Athena le había enseñado a ser asertiva y ser una perra cuando fuera necesario, creyendo que solo aquellos que lo merecieran podrían ser testigos del lado empático y bondadoso de Hera.
—Ahora que había preparado el escenario para Rafael y él estaba claramente sintiéndose culpable, más seguro que nunca de que había elegido a la mujer correcta, Hera sabía que Rafael proporcionaría una resolución satisfactoria a este problema.
También estaba segura de que él no interferiría cuando ella buscara la retribución contra Minerva a su propia manera.
—Los otros protagonistas masculinos también asintieron en señal de acuerdo.
Si estaban afirmando sus palabras o su plan no importaba en ese momento.
Hera sabía que necesitaba concentrarse en una tarea a la vez para evitar sentirse abrumada o pensar demasiado en todo.

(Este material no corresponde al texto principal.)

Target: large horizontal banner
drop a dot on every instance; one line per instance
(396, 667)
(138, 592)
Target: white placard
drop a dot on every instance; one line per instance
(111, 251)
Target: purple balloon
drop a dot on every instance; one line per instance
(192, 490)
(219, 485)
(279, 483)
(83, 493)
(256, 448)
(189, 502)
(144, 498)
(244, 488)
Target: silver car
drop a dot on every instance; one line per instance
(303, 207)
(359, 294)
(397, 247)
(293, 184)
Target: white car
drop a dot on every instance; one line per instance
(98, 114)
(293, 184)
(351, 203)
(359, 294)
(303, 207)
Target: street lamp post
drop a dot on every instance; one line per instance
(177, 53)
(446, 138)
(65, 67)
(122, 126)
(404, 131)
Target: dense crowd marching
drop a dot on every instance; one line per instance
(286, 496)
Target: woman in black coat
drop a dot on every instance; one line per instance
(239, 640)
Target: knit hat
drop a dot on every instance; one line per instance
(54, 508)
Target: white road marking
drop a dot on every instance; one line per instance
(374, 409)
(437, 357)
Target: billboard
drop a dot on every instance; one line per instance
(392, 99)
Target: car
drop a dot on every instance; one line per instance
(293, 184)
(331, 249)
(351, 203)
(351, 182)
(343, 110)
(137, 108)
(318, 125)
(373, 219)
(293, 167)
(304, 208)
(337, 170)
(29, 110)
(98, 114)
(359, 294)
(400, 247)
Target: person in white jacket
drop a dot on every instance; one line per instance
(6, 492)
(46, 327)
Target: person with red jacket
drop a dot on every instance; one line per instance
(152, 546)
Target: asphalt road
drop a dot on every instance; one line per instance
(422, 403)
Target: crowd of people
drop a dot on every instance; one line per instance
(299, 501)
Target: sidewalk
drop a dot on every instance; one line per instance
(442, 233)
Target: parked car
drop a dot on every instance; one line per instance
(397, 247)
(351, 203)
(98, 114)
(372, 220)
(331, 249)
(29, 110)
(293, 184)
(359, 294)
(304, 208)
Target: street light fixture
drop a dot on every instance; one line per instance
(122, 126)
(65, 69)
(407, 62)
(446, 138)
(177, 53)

—Después de intercambiar palabras sinceras con todos, Hera se despidió antes de dirigirse a la compañía para su clase de drama.
Cada persona se marchó pensativamente para atender sus propias tareas, asegurándose de que Hera no se sintiera cargada o preocupada por ellos.
—Sin embargo, Rafael, preocupado por las acciones de su hermana que parecían alejar a Hera, también reconoció sus propias deficiencias—su arrogancia y actitud orgullosa—que anteriormente habían causado tensión con Hera.
Estaba trabajando activamente en mejorarse a sí mismo, decidido a no rendirse.
Para redimirse, Rafael no solo buscaba reflexionar sobre sus acciones pasadas, sino que también deseaba asistir a Hera en guiar a su hermana.
Estuvo de acuerdo con la perspectiva de Hera de que probablemente Minerva estaba siendo manipulada y merecía comprensión como víctima en esta situación.
—Pero al mismo tiempo, no podía evitar apreciar la amabilidad y comprensión de Hera, que no provenían de la ingenuidad sino de una profunda perspicacia sobre la naturaleza humana.
Ella entendía que castigar abiertamente a Minerva, como su hermano, lo haría parecer parcial en contra de Hera y sugeriría que le falta discernimiento entre lo correcto y lo incorrecto, posiblemente pintándolo como impulsado únicamente por la infatuación.
—En su comprensión, la decisión de Hera de no pedirle que castigue a su hermana y permanecer al margen era un intento de preservar sus relaciones familiares.
Sin embargo, Rafael también percibía que Hera estaba marcando un límite claro entre ellos.
Si él no podía navegar más allá de esa línea, temía que siempre permanecería como un extraño para ella, incapaz de lograr la cercanía que Leo disfrutaba con Hera.